To pause a running pipe:

ALTER PIPE raw.snowplow.gitlab_good_event_pipe SET PIPE_EXECUTION_PAUSED = TRUE;

To force resume a pipe:

SELECT system$pipe_force_resume('raw.snowplow.gitlab_good_event_pipe');

To check the status of a pipe

SELECT system$pipe_status('raw.snowplow.gitlab_good_event_pipe');

To force a refresh of the stage so that snowpipe picks up older events:

ALTER PIPE gitlab_good_event_pipe refresh;


To materialize data from the RAW database to ANALYTICS for querying, we have implemented a partitioning strategy within dbt. By default, the snowplow models and the Fishtown snowplow package will write to a schema scoped to the current month. For July 2019, the schema would be snowplow_2019_07.
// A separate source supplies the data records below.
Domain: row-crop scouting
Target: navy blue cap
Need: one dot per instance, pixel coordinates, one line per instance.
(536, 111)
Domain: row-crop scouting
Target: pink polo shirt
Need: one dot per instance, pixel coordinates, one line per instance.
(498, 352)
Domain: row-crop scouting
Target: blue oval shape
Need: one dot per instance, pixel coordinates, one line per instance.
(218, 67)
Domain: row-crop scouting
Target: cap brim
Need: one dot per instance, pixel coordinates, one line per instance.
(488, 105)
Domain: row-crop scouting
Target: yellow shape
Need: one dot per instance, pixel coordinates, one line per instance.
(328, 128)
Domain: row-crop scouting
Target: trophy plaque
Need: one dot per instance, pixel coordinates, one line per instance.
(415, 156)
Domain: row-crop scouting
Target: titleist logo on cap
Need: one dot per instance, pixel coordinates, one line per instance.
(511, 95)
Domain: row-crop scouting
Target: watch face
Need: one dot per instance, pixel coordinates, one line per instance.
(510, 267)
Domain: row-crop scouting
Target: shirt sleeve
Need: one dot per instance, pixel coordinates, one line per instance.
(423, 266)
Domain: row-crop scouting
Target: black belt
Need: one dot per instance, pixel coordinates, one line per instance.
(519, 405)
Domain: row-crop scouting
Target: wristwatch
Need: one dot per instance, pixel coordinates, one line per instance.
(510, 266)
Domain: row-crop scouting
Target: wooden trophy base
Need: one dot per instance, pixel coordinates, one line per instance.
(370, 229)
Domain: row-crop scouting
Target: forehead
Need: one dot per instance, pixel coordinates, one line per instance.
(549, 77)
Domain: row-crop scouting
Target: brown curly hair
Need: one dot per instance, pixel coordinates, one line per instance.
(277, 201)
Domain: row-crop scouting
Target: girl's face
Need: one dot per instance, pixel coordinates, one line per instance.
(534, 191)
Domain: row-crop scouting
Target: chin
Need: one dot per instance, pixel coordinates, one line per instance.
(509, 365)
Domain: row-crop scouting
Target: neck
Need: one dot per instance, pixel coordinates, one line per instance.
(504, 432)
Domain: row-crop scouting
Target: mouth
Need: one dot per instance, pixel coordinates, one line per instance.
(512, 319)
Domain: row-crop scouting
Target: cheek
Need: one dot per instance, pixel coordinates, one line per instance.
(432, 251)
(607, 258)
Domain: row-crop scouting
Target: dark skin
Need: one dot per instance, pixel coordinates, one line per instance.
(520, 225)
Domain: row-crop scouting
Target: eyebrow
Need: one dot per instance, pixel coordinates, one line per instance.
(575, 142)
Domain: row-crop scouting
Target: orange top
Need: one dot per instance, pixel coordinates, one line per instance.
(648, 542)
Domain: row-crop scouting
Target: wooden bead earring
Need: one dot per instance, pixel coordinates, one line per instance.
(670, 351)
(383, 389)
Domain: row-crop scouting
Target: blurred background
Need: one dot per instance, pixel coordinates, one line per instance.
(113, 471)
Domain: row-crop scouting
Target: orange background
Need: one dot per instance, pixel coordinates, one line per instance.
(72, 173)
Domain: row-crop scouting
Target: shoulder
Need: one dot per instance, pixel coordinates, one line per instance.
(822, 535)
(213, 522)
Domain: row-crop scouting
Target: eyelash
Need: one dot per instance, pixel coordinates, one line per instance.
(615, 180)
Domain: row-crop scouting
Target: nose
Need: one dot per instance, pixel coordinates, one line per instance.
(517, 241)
Within each monthly partition all of the base models and the models generated by the package are written for all events that have a derived timestamp that matches the partition date. Different monthly partitions can be generated by passing in variables to dbt at run time:

--vars '{"year": "2019", "month": "01", "part": "2019_01"}'

Backfills are done via Airflow. The dbt_snowplow_backfill DAG will generate a task for each month from July 2018 to the current month.